Before this event, Bundibugyo virus had caused two smaller outbreaks: in Uganda in 2007 (about 149 cases, 37 deaths) and in the DRC in 2012 (about 57 cases, 29 deaths). Because Bundibugyo outbreaks have been rare, there is less clinical and epidemiologic data on its behavior compared with the Zaire strain, which has caused many more and larger outbreaks since 1976.
Bundibugyo virus disease is severe and often fatal. The virus spreads person-to-person through direct contact with the bodily fluids of someone who is ill or has died from the disease. Early symptoms are nonspecific and can resemble other infections: fever, fatigue, muscle pain, headache and sore throat. These may progress to vomiting, diarrhea, abdominal pain, rash, organ dysfunction and, less frequently, internal or external bleeding.

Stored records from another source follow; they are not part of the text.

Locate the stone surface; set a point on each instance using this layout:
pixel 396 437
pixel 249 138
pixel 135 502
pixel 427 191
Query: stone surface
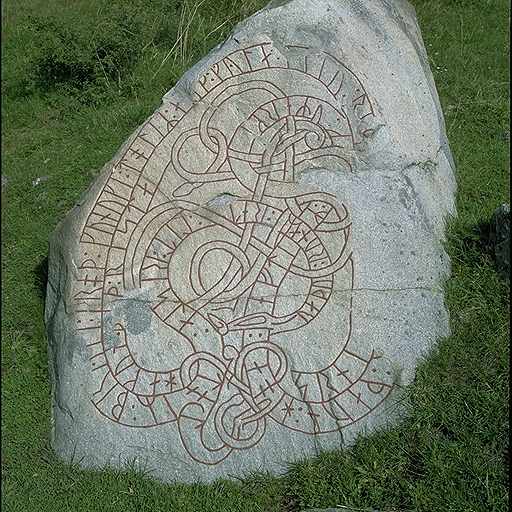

Based on past outbreaks, the observed fatality rate for Bundibugyo virus disease has been roughly 30–50%, lower than the highest reported fatality rates for Zaire ebolavirus but nevertheless substantial.
There are currently no licensed vaccines or specific antiviral treatments for Bundibugyo virus. Several candidate vaccines are in development for non‑Zaire ebolaviruses, but none are immediately available for deployment. Supportive care remains the cornerstone of treatment: early intensive care, rehydration, and symptomatic management can improve survival. Public health measures—rapid case identification, isolation, contact tracing, safe burial practices and protective equipment for health workers—are critical to limit spread.
Health authorities urge people in affected areas to seek care quickly if they develop symptoms and to follow public health guidance. International and local health agencies are monitoring the situation and coordinating response efforts.